Hawkins J’s contribution in Hay v. Justice of Tower division of London also shows that the plaintiff had been pardoned for committing a FELONY and not for looting public funds, contra how it is used in Nigeria. Ipso facto, it is also menacing to say that prerogative of mercy is not used constitutionally in Nigeria. Interestingly, the Supreme Court in Okongwu v. State per Ogundare, JCA (as he then was) upheld our submission by holding that ‘prerogative of mercy is usually granted where a convict has exhausted all his legal rights of appeal or has no intention of exercising such right or where he is wrongfully convicted and is afterwards pardoned upon the ground of his innocence.
This case clearly and finally augments the contention that pardon exists AFTER sentence and conviction, and NEVER before conviction. This brings the question that can the President grant amnesty to a person not yet found guilty by our Courts in view of Section 36 of the 1999 Constitution?

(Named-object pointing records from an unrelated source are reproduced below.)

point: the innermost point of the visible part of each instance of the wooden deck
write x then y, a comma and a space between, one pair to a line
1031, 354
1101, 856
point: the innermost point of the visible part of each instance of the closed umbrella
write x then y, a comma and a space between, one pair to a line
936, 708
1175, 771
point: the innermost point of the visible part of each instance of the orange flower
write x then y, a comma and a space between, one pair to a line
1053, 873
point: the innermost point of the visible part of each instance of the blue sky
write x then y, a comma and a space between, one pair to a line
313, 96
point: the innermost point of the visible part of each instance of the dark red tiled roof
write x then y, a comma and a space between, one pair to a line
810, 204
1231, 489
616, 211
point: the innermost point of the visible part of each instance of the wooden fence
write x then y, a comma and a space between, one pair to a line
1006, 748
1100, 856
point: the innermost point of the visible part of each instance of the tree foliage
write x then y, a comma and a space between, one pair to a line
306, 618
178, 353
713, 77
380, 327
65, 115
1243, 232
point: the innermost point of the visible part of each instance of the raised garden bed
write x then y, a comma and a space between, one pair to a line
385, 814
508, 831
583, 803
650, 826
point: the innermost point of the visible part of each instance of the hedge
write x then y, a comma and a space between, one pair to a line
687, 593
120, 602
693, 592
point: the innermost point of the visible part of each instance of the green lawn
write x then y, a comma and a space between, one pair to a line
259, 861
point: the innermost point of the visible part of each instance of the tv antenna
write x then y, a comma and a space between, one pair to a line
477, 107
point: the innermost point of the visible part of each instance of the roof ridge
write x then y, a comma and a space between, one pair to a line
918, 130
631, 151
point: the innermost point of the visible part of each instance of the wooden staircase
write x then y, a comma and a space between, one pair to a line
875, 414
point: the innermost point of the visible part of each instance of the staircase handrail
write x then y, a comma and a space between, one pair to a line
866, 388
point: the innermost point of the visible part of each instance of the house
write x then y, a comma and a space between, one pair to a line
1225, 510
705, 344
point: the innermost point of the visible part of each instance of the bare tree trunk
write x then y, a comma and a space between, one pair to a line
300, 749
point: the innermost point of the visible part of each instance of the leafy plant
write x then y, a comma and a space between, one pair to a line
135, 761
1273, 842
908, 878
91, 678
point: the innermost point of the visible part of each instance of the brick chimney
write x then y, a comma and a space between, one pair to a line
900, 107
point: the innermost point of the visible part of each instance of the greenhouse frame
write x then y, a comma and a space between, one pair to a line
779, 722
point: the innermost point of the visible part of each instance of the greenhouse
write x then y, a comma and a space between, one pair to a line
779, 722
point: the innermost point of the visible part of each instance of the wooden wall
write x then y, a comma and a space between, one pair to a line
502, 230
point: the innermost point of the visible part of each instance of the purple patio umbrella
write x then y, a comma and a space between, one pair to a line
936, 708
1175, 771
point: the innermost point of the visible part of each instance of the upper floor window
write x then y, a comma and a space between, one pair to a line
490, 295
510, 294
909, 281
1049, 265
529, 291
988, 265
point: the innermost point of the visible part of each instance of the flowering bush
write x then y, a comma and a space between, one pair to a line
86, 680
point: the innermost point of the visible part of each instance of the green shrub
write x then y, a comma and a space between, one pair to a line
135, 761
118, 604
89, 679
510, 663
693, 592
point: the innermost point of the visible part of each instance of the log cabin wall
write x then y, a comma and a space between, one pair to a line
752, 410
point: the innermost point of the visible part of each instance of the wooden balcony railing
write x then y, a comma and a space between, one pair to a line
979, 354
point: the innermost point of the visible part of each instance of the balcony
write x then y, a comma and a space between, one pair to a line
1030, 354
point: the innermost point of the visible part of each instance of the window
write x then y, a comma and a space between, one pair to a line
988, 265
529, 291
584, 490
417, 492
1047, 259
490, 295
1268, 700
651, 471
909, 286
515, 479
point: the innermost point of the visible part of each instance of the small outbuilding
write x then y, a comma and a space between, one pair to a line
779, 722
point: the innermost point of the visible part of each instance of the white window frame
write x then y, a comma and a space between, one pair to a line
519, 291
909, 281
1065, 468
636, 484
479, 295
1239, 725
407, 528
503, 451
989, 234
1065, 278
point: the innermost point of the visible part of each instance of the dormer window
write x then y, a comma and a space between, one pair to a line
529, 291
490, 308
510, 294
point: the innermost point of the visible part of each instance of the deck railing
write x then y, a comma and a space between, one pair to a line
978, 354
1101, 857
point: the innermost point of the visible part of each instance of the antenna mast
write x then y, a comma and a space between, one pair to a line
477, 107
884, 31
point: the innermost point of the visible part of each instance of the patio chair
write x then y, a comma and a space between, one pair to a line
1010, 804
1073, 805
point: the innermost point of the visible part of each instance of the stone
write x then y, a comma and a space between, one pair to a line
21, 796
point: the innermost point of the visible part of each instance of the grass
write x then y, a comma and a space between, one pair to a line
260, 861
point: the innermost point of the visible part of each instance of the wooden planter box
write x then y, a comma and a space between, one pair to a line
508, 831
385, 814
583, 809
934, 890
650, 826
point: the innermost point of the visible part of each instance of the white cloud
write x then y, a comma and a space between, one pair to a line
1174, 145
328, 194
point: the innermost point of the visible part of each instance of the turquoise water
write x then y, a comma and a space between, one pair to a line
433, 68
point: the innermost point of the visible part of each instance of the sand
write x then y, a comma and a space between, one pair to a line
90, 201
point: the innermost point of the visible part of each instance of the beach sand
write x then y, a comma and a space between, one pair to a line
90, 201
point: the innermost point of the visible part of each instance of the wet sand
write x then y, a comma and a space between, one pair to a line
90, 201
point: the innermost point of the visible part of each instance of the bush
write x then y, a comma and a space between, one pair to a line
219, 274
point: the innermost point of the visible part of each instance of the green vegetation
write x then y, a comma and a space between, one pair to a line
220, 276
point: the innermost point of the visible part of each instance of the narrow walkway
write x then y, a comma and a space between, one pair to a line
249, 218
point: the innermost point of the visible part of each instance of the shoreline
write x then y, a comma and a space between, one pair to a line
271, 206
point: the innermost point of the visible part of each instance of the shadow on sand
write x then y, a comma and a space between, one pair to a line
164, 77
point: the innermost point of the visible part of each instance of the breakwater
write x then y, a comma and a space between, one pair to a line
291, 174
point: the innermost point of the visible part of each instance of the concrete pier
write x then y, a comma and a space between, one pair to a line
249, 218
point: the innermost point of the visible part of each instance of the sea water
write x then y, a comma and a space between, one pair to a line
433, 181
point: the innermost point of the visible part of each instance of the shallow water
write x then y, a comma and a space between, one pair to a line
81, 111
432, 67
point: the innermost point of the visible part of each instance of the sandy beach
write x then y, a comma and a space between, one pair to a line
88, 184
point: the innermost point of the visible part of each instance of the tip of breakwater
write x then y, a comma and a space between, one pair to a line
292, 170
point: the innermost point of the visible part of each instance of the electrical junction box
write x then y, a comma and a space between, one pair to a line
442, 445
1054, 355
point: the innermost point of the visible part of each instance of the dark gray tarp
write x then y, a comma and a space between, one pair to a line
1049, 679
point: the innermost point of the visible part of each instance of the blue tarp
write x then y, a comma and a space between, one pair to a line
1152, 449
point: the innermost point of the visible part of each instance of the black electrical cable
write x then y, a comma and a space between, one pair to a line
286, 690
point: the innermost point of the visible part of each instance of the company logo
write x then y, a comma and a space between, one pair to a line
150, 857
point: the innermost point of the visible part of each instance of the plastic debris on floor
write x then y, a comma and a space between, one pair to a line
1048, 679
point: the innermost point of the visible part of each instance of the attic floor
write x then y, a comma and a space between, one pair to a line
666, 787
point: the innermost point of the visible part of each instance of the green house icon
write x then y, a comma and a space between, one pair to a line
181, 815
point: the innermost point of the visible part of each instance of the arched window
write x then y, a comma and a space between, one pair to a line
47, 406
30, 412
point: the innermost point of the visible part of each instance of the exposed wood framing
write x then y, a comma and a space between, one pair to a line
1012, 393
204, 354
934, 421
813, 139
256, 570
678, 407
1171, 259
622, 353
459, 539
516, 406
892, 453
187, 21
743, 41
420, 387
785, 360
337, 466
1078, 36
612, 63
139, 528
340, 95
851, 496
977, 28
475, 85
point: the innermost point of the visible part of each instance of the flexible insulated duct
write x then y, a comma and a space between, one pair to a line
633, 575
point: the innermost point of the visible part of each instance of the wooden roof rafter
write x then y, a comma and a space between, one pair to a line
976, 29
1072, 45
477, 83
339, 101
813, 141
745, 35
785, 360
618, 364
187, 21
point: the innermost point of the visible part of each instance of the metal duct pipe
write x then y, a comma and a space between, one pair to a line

This is the paradox of the Presidential proclamation. Under our Constitution, every man is presumed innocent until found guilty. Thus, Section 36(5) provides that ‘Every person who is charged with a criminal offence shall be presumed to be innocent until he is proved guilty…’. Accordingly from this, all the youths and freedom fighters are presumed innocent until charged and found guilty. If this is correct, which it is, upon what basis did Mr. President proclaim to proceed and grant amnesty to people already presumed innocent by the Constitution?
Only in Nigeria could this happen. An ex-convict who went to prison for corruption would be brought back to power by a lame duck president who also proudly declares another ex-convict (Alamasiegha) his benefactor. The council of state sat to grant prerogative of mercy to Alamasiegha and was on March 12, 2013 pardoned by Goodluck Jonathan.
A man detained in London on charges of money laundering. At the time of his arrest, it was found out that he had £1m in cash in his London home. Later they found a total of £1.8m ($3.2m) in cash and bank accounts. He has been found to own real estate in London worth an alleged £10 million. He escaped in December 2005 from the United Kingdom by allegedly disguising himself as a woman! This same man has been pardoned and would still contest for Elections. Nigeria is doomed. Any wonder why Otedola-Lawan case has been swept under the carpet? Bankole roaming freely and enjoying his loot? No wonder why prerogative of mercy should not be termed so, but as prerogative of mercy-less.